Sergio Rizzo per il "Corriere della Sera"

«Sbattiamocene i coglioni e pensiamo a noi». Questo frammento di una conversazione telefonica fra l'ex tesoriere della Lega Nord Francesco Belsito e l'ex capo della sicurezza di Umberto Bossi, Maurizio Barcella, dice tutto a proposito della considerazione che certa politica ha delle aziende di Stato.

Perché questo colloquio imbarazzante nella forma e nei contenuti, che potrete ascoltare stasera alle 21.30 durante la prima puntata de Il Lecito, programma di inchieste del giornalista del Sole 24 Ore Claudio Gatti trasmesso da La7, riguarda proprio una impresa di Stato: la Fincantieri, leader mondiale delle navi da crociera controllata dal Tesoro italiano.

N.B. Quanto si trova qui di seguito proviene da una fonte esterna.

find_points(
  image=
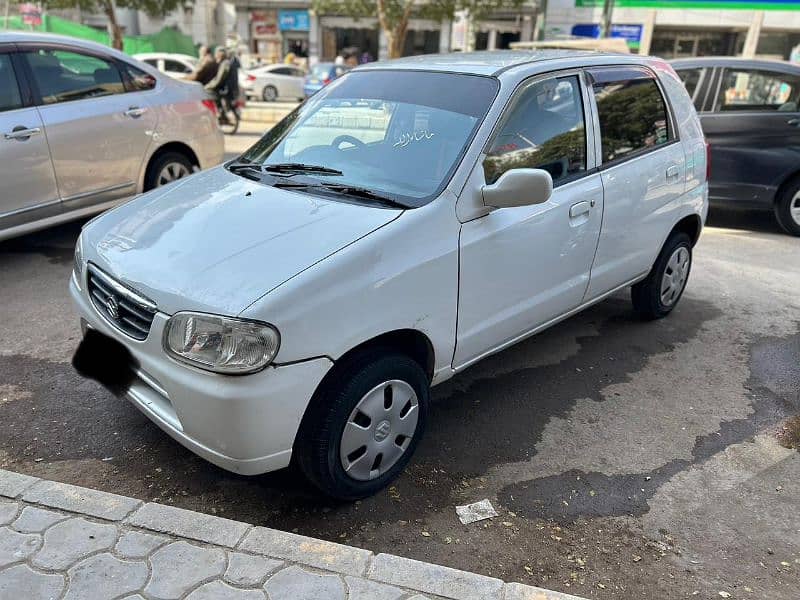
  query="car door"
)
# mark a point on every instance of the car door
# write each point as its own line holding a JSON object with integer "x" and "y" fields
{"x": 753, "y": 128}
{"x": 98, "y": 125}
{"x": 642, "y": 169}
{"x": 28, "y": 184}
{"x": 525, "y": 266}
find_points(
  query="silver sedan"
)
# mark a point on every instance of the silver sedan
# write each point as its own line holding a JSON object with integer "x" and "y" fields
{"x": 273, "y": 82}
{"x": 84, "y": 127}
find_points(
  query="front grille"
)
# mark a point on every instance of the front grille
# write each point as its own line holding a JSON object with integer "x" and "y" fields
{"x": 126, "y": 310}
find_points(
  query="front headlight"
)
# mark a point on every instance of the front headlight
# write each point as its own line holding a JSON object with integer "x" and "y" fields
{"x": 221, "y": 344}
{"x": 77, "y": 266}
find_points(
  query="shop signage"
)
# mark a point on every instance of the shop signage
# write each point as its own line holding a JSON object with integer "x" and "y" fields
{"x": 264, "y": 23}
{"x": 632, "y": 34}
{"x": 31, "y": 15}
{"x": 293, "y": 20}
{"x": 712, "y": 4}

Dice Belsito a Barcella: «Mauri, ho parlato adesso con Scarrone... Lui mi ha detto guarda, mi ha dato un consiglio: è meglio che venite giù all'una perché poi loro devono pubblicizzare la cassa integrazione, non possono far passare il contratto da dirigente che devono fare casino con il governo. Quindi sbattiamocene i coglioni e pensiamo a noi».

«Scarrone» è Sandro Scarrone, capo del personale della Fincantieri il quale, secondo la ricostruzione di Gatti, ha in evidenza sul tavolo una pratica fortemente caldeggiata dall'ex tesoriere leghista. Ovvero, l'assunzione come dirigente della grande industria navale del fido Barcella, che Bossi ha portato a Roma come suo capo di gabinetto al ministero delle Riforme, nonostante un curriculum non proprio ortodosso per quel ruolo. Una pratica talmente importante da essere chiusa, a quanto lascia intendere quello scambio verbale, proprio mentre ci si sta apprestando ad annunciare la cassa integrazione.

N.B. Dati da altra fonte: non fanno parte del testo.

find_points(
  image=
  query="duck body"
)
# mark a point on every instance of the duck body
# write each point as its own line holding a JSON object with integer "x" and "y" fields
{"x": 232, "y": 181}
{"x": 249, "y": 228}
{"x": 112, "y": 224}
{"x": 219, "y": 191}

Che cosa c'entra Belsito in tutto questo? Il tesoriere del Carroccio è consigliere di amministrazione della Fincantieri, in quota Lega. Lo è stato una prima volta nel 2003. Ma ora è tornato con una prospettiva folgorante: quella di essere nominato vicepresidente. E ancora non sa che alla morte di Maurizio Balocchi, che lo ha preceduto nell'incarico di partito, ne erediterà anche la poltrona governativa: sottosegretario alla Semplificazione.

Caso unico, nella storia repubblicana, di un membro del governo che è anche contemporaneamente amministratore di un'azienda pubblica. Lo è per sette mesi, prima di dimettersi nel luglio 2011. Poi perderà anche la poltrona da sottosegretario con la caduta del governo Berlusconi, e in seguito allo scandalo della gestione dei rimborsi elettorali della Lega verrà espulso dal partito insieme a Rosi Mauro.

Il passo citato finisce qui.